Mit so viel Zynismus hatte man in Israel nicht gerechnet. Anstatt die Särge in einem geschlossenen Lastwagen des Roten Kreuzes über die Grenze zu bringen, damit sie von Experten für die endgültige Identifizierung durch Pathologen geprüft werden könnten, war die fernsehgerechte Präsentation der beiden schwarzen Särge ein weiterer „Gipfel der Brutalität“, wie es ein ehemaliger Militärrabbiner formulierte. Denn eigentlich sollten die Familien Goldwasser und Regev von einem General, begleitet von Ärzten und Psychologen, einfühlsam über den Tod der Soldaten informiert werden, nachdem sie identifiziert worden sind. „Schaut doch, wie die uns bis zum letzten Augenblick seelisch quälen“, sagt der Vater eines im Libanon 1982 verschollenen Soldaten. „Heute Nachmittag wird Israel 199 Leichen von Hisbollahkämpfern an den Libanon übergeben, aber pietätvoll, abgeschirmt und mit Hilfe des Roten Kreuzes, ohne daraus eine Fernsehshow zu machen.“
In Israel gab es zwei Jahre lang immer noch einen Funken der Hoffnung, dass die Soldaten ihre schweren Verletzungen vielleicht doch überlebt hätten. Doch in internen Reports des Geheimdienstes war der Tod der Soldaten schon während ihrer Verschleppung in den Libanon ziemlich sicher, nachdem man festgestellt hatte, dass die Soldaten schon während des Überfalls auf ihren Humvie-Jeep sehr viel Blut verloren hätten. Gleichwohl hielt das offizielle Israel am Standpunkt fest, dass sie noch leben, solange es keine Gewissheit über ihren Tod gebe.
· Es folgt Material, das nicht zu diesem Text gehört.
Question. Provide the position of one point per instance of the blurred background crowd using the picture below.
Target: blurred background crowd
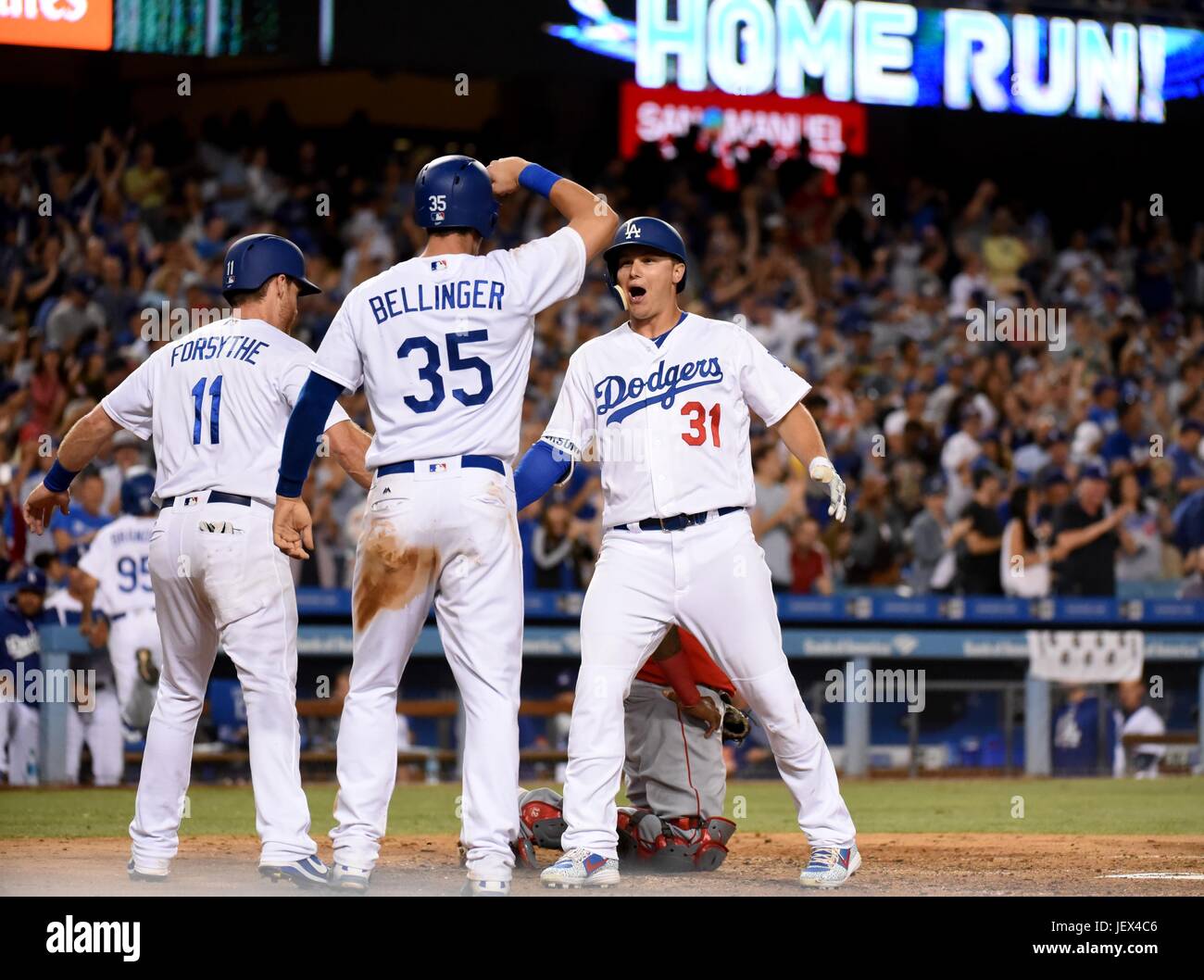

Die ganze Bevölkerung bangte mit. Es gab Demonstrationen und Liederabende in Tel Aviv, Marathonläufe und Kundgebungen, um die Regierung zu drängen, alles in ihrer Kraft stehende zu tun, die beiden „Jungs“ nach Hause zu bringen, im schlimmsten Fall auch tot, um sie ordentlich begraben zu können.
Nachdem nun die Mitteilung vom Tod der Soldaten per Fernsehen im grellen Sonnenlicht übermittelt worden war, kamen in Israel erste Stimmen auf, den weiteren Ablauf des Austausches zu stornieren. Denn der ausgehandelte Preis, fünf lebende „Terroristen“ plus 199 Leichen libanesischer Kämpfer, im Tausch für zwei Tote sei zu hoch.
Und während in Israel Gedenkkerzen unter Plakaten mit den Bildern der beiden Soldaten angezündet wurden gingen in Beirut und auf der libanesischen Seite der Grenze die Vorbreitungen für die angesagten „Siegesfeiern“ weiter.